Untaxing-III (Laffer Curve) ch 14: Taxes and CFO Actions Suppress the GDP
Uninformed tax policy and CFO actions suppress the US GDP by at least $13.49 trillion. Let’s look at the difference between the current total market value of US public companies and what this total should be with a $0 corporate tax.
The current total market value is $17.14 trillion. When $857.142 billion in corporate profits is declared as dividends (with a 3% dividend yield), the total market value becomes $28.57 trillion. The difference between these total market value numbers is $11.43 trillion.
The suppression of GDP is actually more than $11.43 trillion. Remember the realistic assumption of escrowing repatriated cash for 10 years as dividends causing a $4.583 trillion increase in market value? Adding $4.583 trillion to $11.43 trillion gives us $16 trillion in US GDP suppression!
$18 trillion Reverse Chain Reaction
Now we find that $300 billion collected in US corporate taxes is the “negative trigger” causing a reverse chain reaction that suppresses the market value of the US public companies by $10 trillion. We also see how the failure of public company CFOs to declare more company profits as dividends suppresses market values, in some cases even more than current tax policy. The sum effect of these two policies — tax policy and CEO/CFO policy — is the suppression of total market value and US GDP by $18 trillion. Through a misunderstanding of what true capitalism is, various actions within government and corporations are killing the golden goose of capitalism which produces equity value designed for all US Citizens. Equity value leads to innovation and invention because it lifts the barrier of poverty.
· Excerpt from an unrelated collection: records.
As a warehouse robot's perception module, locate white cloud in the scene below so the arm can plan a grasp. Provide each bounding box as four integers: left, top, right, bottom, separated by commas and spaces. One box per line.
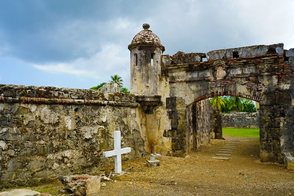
33, 44, 129, 87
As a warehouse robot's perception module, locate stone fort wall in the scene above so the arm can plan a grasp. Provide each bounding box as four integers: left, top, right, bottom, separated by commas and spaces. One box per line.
0, 85, 146, 187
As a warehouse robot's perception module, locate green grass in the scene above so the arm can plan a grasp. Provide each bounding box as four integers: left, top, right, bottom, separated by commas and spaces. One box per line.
222, 128, 260, 139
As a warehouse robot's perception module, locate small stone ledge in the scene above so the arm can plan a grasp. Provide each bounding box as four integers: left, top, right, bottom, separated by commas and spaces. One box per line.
0, 84, 136, 103
0, 96, 139, 108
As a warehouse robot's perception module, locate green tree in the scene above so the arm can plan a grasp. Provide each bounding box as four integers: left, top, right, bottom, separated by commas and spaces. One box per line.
110, 75, 123, 88
243, 99, 257, 113
120, 87, 130, 93
229, 96, 245, 112
90, 82, 106, 90
210, 96, 225, 111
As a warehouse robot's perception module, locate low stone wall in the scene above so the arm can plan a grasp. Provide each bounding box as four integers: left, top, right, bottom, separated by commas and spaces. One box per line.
221, 112, 259, 129
0, 85, 146, 187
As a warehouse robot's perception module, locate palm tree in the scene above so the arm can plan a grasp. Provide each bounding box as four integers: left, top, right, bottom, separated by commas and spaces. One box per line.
210, 96, 225, 111
110, 75, 123, 87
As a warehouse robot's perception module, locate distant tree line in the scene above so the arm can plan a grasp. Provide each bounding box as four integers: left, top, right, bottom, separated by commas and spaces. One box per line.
210, 96, 256, 113
90, 75, 130, 93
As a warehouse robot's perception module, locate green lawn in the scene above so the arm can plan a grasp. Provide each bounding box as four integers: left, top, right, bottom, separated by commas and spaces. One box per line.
222, 128, 259, 139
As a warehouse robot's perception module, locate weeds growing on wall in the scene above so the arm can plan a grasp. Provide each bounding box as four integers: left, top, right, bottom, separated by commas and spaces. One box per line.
210, 96, 256, 113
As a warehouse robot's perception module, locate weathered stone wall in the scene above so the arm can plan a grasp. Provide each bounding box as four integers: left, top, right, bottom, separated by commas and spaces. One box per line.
0, 85, 146, 186
161, 44, 294, 162
221, 112, 259, 129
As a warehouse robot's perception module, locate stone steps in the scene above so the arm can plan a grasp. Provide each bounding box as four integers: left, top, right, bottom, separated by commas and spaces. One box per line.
212, 141, 239, 160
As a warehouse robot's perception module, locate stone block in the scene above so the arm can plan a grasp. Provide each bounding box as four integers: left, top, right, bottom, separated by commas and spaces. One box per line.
269, 128, 281, 140
271, 117, 281, 128
7, 158, 23, 172
259, 92, 276, 106
259, 105, 279, 117
275, 91, 292, 105
260, 150, 277, 162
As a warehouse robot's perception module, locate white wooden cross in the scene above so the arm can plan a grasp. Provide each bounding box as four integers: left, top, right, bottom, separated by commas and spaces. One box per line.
103, 131, 131, 173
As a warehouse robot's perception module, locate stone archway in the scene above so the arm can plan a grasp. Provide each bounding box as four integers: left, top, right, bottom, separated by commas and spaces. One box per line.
162, 44, 294, 162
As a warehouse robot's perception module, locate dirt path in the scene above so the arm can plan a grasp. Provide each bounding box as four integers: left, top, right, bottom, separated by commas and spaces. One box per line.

“Carlson’s Law” posited by Curtis Carlson, the C.E.O. of SRI International, in Silicon Valley, states that: “In a world where so many people now have access to education and cheap tools of innovation, innovation that happens from the bottom up tends to be chaotic but smart. Innovation that happens from the top down tends to be orderly but dumb.” As a result, says Carlson, the sweet spot for innovation today is “moving down,” closer to the people, not up, because all the people together are smarter than anyone alone and all the people now have the tools to invent and collaborate.
Academics, government legislators, and corporate executives need to upgrade their knowledge and understanding about the purpose and horsepower of the public company — the vehicle of capitalism — when its profits are not taxed.